Now for the emergency stop! I had decided that he was due for some accidental passive aggression as he had criticised me for not looking behind enough. He stepped out and I looked behind to see him looking shaken on the pavement. Pulled in again. I decided this was not the time for appeasement as we gazed at each other in silence. Another attempt was made – I’ll get him this time. We had gone from Munich to a declaration of hostilities. I saw him and allowed the back wheel to catch a small patch of oil and slide towards him. He was back on the pavement. I just pointed to the oil. Last chance sonny, one more lap!!! He nearly had me but for the oil. Dam the bike had jammed in gear. Starting was a problem. He got in with “providing a vehicle unfit for test” just as I freed it and got moving. One lap and it was highway code time. “He got in with dismissing my answer that double white lines meant no overtaking”. I had not said what happens when behind a bicycle etc.
Do I sign the unconditional surrender now?

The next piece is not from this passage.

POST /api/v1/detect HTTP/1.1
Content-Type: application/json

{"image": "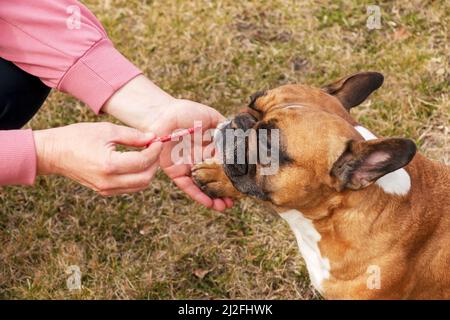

He was going for total defeat. “Do you know how many lads we have to pick up from the road here”? As Morecambe and Wise used to there was no answer to that. I was just about to abandon my bike and put away my provisional licence which he had demanded probably so that he could tear it up when matters came to a halt. I had chosen the pose of honourable defeat, bloody but unbowed helmet tucked under one arm. There was a silence which felt like the last post was playing. “Who gave you that?” he said looking at the page showing my car licence. Again, Morecambe and Wise came to mind as he wrote me my Pink Pass Slip!!
Perhaps we were both right.
Four years later I sat the diplomatic exams for real.